Presidents Announcements:
  • First I would like to share a posting in in the Anne Hathaway Public School news letter:
  • We would like to celebrate an exciting achievement by an AHPS Grade 6 student. Beatrice Marks tied for 3rd place in the Rotary Club of Stratford’s inaugural  SHORT STORY CONTEST. Beatrice competed against students up to 19 years of age. She received her award for her short story, The Mouse. The contest was part of the 2017 Stratford Writers Festival.
  • Next is a reminder of the upcoming Hospice Fundraiser, A Christmas Carol on Dec. 1 at the Festival Theatre.  If you are considering attending please get your tickets soon.  We have just opened up the balcony since there has been such a good response.
  • November is Foundation Month:  I will read part of a message from RI President Ian Riseley:
  • Last Rotary year, our Foundation received US$304 million in total contributions: that included $140 million to the Annual Fund, $28 million to the Endowment Fund, and $108 million to PolioPlus.
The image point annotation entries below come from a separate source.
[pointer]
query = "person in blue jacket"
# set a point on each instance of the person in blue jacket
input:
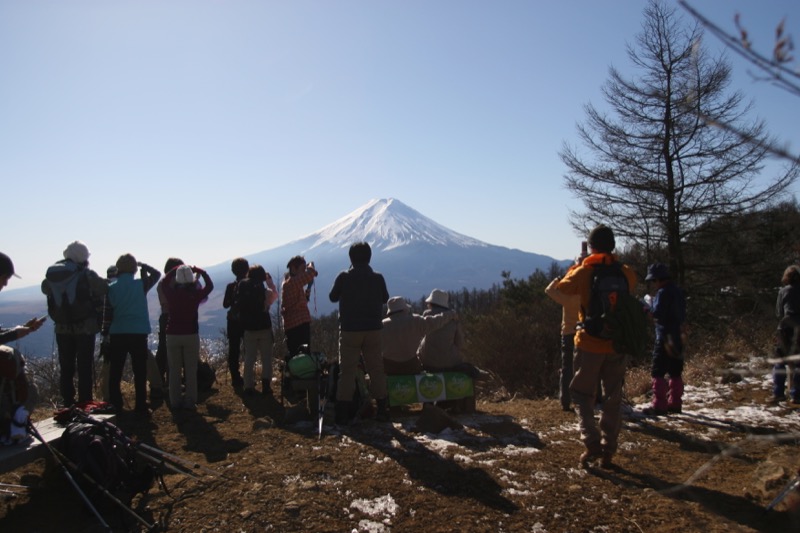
(129, 328)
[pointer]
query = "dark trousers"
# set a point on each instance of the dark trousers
(235, 336)
(567, 355)
(123, 344)
(161, 351)
(297, 337)
(76, 351)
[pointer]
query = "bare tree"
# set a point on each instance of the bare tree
(775, 67)
(656, 171)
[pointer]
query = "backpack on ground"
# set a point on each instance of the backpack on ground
(69, 300)
(13, 395)
(103, 452)
(206, 377)
(614, 313)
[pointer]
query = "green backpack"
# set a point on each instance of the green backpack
(305, 366)
(628, 323)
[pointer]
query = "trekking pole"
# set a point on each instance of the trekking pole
(150, 453)
(106, 493)
(793, 484)
(163, 464)
(14, 486)
(58, 458)
(180, 460)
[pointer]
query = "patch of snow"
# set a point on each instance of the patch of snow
(382, 505)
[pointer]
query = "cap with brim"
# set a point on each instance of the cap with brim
(7, 266)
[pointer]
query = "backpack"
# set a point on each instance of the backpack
(206, 377)
(103, 452)
(69, 299)
(614, 313)
(250, 303)
(13, 392)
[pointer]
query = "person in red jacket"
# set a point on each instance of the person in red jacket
(294, 304)
(184, 296)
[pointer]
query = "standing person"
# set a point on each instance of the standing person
(787, 310)
(74, 294)
(17, 397)
(361, 293)
(669, 313)
(105, 341)
(595, 357)
(254, 300)
(239, 267)
(184, 295)
(129, 328)
(294, 304)
(163, 318)
(402, 331)
(570, 307)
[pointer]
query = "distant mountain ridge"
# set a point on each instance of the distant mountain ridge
(414, 253)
All of those gifts are now hard at work, Doing Good in the World: supporting Rotary’s work today and strengthening our organization for tomorrow. The Foundation approved 494 district grants and 1,260 global grants, with a total of $111 million in funding.
  • We haven’t spoken much of the Four Way Test this year.
  • I thought we would do something a bit different and take the 4 way test one point at a time;
  • Here is a Paul Harris quote, “Rotarians are much more favourably disposed towards actions than they are towards words” I think that is very true of our club but words can be powerful if we stop to really think about them.
  • When we recite the 4 way test I think it can lose some impact, so each week I will ask you to consider one point at a time. The first point is “Is it the Truth?”  Truth these days is a bit of a moving target with ‘fake news’ and conflicting ‘facts’ presented in traditional news sources. We can do our part by being as truthful as possible in our interactions with family, friends and business contacts.
  • This week I will ask you to think about this first point, “IS IT THE TRUTH?” as you go about your daily business.
Make-ups: Kevin Silver November 7, at the FCRC
November’s Attendance Committee: Clark Mitchell (I/C), Jim Young, Marcia Matsui, Lutzen Riedstra, Dave Skinner, Philip Schroeder, Gerry Thuss, Sue Wakelin, Doug Wilson.
December’s Attendance Committee: Guy Bellehumeur (I/C), Clare McCallum, Ollie Henry, Paul Roulston, Basil Hurst, John Kechnie, Mike Neilson, Fritz Steigmeier, Brent Shackleton.